What made you decide to go into captioning right out of school?
My realtime in school was exceptional for still being in school. I was realtiming qualifier-level tests for California while still in school. (The California realtime test presents four-voice 200 wpm for ten minutes.) Also, my teacher was kind enough to let me take normal tests as realtime tests. I would immediately email her my test while still in class, and she would print it at home and grade it. Getting that kind of feedback made me love realtime and love the challenge of trying to get every test even more perfect than the last. I still, to this day, try to get each captioning session better than my last.
What kind of equipment did you need to get to start out?
I needed my captioning software, a professional machine, and a modem. I was fortunate to have my parents give me the professional software and a professional machine as a graduation present.
Did you get any additional training before you started captioning?
I didn’t have any training. I researched on my own how to caption TV, the equipment needed, and what tweaks I needed to do to my dictionary. I googled captioning agencies and sent them all an email to try to work for them. None of them responded, except one. But that’s all I needed!
The one that responded vetted me by watching me caption to live news for 30 minutes a day for about a week. After that week, they said that I was good to go live and caption news.
What was challenging for you the first few times you captioned? What did you do to overcome that challenge?
Getting over my nerves was hard for me. It took me a week or two to not be nervous the first few minutes of the broadcast.
What advice would you offer to someone who wants to start captioning from school?
I wouldn’t recommend intensely working on your realtime while in school. Focus on your speed. Your realtime will come with speed. If you can write 200, try to realtime a 160. There are a lot of tricks to improve your realtime.
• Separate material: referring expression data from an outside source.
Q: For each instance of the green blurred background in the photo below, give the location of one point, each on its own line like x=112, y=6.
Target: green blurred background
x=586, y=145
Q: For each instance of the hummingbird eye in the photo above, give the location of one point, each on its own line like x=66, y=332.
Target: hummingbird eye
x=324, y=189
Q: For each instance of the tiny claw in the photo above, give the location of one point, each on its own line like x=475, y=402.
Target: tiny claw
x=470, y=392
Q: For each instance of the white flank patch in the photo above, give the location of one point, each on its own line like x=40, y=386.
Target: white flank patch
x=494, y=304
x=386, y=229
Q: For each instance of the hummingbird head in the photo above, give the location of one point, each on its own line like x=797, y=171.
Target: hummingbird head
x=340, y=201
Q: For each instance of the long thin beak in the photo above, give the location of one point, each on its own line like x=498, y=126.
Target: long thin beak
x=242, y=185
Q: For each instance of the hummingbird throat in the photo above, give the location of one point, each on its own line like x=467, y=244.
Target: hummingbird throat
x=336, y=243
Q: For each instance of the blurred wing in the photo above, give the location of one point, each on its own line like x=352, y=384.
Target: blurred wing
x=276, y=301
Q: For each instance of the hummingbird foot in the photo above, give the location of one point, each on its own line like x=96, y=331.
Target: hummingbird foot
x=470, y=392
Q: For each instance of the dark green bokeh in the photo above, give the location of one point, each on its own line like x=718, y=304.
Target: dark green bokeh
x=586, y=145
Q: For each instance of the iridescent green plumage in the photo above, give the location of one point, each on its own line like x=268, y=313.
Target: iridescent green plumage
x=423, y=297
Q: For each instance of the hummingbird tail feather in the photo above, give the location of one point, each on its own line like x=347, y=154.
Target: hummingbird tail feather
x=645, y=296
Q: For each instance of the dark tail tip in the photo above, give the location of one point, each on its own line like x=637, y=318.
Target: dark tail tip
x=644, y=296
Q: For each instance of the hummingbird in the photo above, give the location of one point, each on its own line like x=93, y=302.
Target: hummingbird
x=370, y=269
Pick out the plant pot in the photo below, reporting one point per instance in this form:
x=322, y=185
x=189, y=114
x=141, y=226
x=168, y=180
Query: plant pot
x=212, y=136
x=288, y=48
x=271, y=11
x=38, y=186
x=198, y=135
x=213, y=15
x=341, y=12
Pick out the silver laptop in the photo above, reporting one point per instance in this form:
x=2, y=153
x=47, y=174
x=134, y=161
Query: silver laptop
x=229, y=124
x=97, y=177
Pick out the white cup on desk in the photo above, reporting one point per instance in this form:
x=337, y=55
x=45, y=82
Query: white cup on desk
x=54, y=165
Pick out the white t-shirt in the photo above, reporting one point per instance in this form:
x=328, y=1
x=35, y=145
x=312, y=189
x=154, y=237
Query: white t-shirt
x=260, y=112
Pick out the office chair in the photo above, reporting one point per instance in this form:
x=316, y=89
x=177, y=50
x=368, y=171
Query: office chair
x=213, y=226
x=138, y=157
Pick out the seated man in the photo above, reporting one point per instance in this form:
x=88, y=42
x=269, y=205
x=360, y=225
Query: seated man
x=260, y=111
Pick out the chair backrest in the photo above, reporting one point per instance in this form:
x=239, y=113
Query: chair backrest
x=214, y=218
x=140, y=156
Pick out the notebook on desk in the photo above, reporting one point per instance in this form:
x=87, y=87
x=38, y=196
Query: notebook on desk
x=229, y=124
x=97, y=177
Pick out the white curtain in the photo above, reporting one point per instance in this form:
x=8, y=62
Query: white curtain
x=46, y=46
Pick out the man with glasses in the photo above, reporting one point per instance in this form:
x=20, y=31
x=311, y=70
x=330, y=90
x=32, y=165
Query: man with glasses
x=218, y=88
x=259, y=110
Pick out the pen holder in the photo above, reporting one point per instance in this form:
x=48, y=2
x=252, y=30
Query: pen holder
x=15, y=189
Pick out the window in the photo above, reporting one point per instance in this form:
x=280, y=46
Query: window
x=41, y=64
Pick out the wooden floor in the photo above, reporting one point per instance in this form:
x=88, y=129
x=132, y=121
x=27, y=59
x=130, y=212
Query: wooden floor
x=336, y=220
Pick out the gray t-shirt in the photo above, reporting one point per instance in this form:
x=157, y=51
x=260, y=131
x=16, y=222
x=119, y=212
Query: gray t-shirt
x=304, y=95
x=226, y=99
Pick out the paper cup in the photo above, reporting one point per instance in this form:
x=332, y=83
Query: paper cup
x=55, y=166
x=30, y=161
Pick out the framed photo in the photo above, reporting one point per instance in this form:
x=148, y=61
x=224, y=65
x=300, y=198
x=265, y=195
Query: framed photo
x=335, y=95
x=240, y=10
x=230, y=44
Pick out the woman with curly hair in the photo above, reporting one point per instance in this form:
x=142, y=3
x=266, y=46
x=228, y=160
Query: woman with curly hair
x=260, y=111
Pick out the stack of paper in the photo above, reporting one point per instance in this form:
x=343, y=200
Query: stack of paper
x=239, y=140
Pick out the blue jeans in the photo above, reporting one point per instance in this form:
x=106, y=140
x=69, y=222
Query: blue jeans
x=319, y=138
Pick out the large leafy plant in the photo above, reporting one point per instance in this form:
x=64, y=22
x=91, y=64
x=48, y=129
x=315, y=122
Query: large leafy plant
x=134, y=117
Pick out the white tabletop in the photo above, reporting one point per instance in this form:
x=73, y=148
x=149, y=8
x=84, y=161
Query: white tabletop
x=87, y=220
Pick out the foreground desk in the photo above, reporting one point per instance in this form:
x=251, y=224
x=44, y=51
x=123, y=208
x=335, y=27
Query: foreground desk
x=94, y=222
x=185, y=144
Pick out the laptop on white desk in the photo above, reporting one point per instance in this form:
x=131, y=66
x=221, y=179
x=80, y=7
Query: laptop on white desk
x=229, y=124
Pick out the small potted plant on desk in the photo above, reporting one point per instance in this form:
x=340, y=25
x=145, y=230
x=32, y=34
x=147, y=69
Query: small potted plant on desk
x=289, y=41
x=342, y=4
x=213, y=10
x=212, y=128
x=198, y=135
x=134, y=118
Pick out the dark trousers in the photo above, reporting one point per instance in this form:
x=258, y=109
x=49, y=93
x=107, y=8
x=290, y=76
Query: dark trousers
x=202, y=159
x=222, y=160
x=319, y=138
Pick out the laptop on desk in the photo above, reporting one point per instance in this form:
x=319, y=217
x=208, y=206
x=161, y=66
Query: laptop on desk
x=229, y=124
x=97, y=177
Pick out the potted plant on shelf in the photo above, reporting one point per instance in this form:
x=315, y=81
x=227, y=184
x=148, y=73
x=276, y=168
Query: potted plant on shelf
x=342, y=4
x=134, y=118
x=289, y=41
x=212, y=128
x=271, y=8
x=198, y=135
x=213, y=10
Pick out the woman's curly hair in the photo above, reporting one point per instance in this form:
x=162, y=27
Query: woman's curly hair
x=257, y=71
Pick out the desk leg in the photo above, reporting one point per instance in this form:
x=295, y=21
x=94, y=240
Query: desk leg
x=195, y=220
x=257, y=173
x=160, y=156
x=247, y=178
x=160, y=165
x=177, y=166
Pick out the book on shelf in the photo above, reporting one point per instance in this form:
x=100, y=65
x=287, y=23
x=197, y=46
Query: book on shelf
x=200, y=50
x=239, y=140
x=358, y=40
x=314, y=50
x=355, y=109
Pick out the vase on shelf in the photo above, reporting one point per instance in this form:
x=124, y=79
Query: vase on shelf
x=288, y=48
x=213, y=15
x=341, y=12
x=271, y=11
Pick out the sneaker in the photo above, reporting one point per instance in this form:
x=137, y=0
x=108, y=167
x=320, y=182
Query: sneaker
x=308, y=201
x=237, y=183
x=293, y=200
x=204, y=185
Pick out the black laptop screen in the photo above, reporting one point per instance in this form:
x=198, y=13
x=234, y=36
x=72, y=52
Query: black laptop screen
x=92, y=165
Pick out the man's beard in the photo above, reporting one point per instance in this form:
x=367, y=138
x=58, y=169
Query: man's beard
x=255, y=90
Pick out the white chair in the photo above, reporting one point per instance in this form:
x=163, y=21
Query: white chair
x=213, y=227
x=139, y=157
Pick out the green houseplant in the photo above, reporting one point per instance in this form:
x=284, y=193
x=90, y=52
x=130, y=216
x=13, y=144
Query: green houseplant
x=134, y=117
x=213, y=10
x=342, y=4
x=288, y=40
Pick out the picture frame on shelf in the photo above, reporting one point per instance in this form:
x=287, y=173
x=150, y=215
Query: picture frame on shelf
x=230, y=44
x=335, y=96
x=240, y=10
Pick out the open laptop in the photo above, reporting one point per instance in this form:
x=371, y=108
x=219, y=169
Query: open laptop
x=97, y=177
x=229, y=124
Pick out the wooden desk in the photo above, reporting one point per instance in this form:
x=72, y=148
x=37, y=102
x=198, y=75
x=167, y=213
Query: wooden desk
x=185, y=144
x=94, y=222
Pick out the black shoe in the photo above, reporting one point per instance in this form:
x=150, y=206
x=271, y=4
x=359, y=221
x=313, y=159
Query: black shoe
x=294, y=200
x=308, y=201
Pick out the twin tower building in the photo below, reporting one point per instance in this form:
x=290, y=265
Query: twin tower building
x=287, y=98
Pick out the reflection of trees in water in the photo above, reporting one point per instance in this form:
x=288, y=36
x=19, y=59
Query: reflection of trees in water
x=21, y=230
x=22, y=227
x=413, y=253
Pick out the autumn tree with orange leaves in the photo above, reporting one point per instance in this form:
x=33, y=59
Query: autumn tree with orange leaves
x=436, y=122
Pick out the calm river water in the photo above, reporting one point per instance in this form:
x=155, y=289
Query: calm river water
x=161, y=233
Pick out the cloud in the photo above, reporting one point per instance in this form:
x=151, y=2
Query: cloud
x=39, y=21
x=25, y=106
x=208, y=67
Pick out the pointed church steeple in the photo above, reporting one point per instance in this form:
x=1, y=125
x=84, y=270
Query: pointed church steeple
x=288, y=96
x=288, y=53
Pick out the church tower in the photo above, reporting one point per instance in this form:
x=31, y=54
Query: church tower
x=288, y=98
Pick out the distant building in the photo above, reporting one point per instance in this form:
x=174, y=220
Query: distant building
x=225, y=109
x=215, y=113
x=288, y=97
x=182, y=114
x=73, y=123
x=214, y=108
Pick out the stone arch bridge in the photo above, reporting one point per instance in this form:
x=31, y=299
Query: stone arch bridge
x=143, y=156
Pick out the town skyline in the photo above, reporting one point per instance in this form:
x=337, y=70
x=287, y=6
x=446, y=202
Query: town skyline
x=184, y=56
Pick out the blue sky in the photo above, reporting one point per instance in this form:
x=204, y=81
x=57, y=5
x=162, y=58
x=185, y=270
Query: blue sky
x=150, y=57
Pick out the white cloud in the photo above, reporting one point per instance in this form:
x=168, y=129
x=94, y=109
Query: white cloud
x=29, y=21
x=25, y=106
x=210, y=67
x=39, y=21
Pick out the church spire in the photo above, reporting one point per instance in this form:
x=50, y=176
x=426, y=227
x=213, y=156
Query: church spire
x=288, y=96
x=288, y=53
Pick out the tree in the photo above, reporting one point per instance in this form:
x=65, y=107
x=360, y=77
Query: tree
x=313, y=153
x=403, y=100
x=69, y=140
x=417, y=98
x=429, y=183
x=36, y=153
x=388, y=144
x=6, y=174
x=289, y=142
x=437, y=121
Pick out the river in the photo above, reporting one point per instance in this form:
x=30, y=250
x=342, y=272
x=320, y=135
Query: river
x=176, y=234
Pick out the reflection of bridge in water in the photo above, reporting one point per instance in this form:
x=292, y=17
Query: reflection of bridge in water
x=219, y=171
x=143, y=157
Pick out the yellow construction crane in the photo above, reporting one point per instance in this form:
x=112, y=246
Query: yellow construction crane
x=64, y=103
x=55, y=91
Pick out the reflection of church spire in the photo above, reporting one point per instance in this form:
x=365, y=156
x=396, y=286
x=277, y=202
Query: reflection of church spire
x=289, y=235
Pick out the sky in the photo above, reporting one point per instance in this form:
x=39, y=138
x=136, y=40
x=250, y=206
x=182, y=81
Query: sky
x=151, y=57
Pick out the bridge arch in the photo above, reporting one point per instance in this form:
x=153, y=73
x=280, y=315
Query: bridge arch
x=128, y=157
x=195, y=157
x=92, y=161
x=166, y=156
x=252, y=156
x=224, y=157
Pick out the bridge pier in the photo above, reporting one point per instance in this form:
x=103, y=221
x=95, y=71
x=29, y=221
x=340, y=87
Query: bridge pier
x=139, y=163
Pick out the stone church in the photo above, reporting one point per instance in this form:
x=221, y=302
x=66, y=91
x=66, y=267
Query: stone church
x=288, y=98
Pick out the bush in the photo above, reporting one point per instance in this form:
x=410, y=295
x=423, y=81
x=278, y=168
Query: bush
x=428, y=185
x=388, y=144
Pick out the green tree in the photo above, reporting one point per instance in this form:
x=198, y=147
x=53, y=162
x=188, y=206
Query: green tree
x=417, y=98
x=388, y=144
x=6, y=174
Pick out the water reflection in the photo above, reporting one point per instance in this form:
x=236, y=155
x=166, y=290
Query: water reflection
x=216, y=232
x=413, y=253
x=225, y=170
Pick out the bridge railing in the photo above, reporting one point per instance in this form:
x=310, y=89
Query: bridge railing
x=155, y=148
Also, you don’t have to write out to caption. You can write however you want and have perfect realtime for TV. Just make sure to also have a strong group of prefixes and suffixes. People on TV make up words all the time.
If you want to get your realtime up to par, find a captioner and see if he or she will help you and watch you write once or twice a week. You can share your screen on Skype, and the captioner can watch you write to news. Have that person tell you everything that you can do to improve your realtime. It’s going to be damaging to your ego, but it’s great for your writing.